Manuel, que estaba sufriendo esos días de una pérdida de masa muscular en sus nalgas y piernas, salió hacia las nueve a su caminata de la mañana. Fue primero hasta un cajero que quedaba a unas seis cuadras de su casa y retiró algún dinero para pagar la cuota mensual de su salud prepagada. Volvió a bajar hasta su residencia, pero antes prefirió ir a buscar unos pandeyucas en un local atendido por una familia boyacense.

Apenas desembocó en una de las carreras principales y pasó la avenida, notó que una mujer estaba ayudando a bajar de un taxi a una anciana. El conductor, sentado, miraba a las dos mujeres sin inmutarse.

—¿Las ayudo? —preguntó el hombre canoso.

—Gracias —respondió la mujer más joven de las dos.

Manuel tomó el brazo izquierdo de la anciana mientras la otra mujer trataba de levantarla, agarrándola del brazo derecho.

—Me duele— musitó la anciana, apenas Manuel hizo un poco de fuerza para impulsarla a salir del taxi y ponerse de pie.

—¡Vamos, mamá! —dijo la mujer de pelo castaño, mirando a Manuel con ojos de agradecimiento.

El taxista seguía la escena, impasible, igual que si estuviera mirando un programa aburrido de televisión.

Después de unos minutos, entre los ayes de la anciana y las voces de aliento de la hija, la señora de pelo blanco logró descender del automóvil y ponerse de pie.

Manuel le ofrecía un brazo de apoyo a la anciana y con el otro le sostenía levemente la cintura.

—Muchas gracias, —le expresó la mujer al taxista quien, indiferente, cerró la puerta y pronto desapareció.

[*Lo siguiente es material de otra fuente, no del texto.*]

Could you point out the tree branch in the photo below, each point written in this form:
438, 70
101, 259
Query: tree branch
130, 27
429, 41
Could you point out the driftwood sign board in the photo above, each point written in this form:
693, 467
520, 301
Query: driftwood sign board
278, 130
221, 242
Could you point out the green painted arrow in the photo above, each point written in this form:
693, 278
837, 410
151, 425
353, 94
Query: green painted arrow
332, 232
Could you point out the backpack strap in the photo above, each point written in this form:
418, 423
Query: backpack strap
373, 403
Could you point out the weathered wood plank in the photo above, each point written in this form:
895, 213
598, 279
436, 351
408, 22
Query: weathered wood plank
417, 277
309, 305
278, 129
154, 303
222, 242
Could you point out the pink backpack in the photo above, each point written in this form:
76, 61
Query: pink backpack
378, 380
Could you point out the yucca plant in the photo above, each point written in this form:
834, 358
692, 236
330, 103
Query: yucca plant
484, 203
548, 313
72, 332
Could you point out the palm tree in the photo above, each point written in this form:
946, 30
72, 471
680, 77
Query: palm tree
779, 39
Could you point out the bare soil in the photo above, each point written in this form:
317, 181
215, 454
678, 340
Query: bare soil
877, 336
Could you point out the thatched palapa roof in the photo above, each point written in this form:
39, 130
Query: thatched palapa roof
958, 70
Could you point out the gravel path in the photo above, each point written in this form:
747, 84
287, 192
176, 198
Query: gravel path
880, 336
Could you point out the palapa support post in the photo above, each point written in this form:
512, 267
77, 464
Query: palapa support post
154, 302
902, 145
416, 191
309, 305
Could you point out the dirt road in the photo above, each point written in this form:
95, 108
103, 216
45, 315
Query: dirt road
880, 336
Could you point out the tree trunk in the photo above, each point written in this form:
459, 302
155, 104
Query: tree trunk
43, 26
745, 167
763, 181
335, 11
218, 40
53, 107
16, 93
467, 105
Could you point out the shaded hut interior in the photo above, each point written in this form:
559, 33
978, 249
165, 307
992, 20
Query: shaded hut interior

La anciana se quedó de pie, inmóvil, soportada por Manuel y la mujer adulta.

—¿Hacia dónde?

—Aquí, al frente —respondió la mujer más joven, señalando con su cabeza un local de venta de implementos ortopédicos.

El desplazamiento de la orilla de la acera hasta la entrada del local duró un buen tiempo. Cada paso de la anciana era preludiado por la voz de la hija, y cada movimiento parecía ser sacado más de un antiguo hábito que de su voluntad.

—¡Otro paso, mamá!

Manuel seguía al lado izquierdo de la anciana sirviéndole de bastón y de respaldo a su debilidad.

—¿Cómo sigue su mamita?

La pregunta de la mujer tomó por sorpresa al hombre mayor. Pero amparado en aquella complicidad ante la vejez, restituyó los puntos suspensivos del diálogo.

—Bien, ahí va con su artrosis degenerativa, a pesar de ya haber cumplido los ochenta y cuatro…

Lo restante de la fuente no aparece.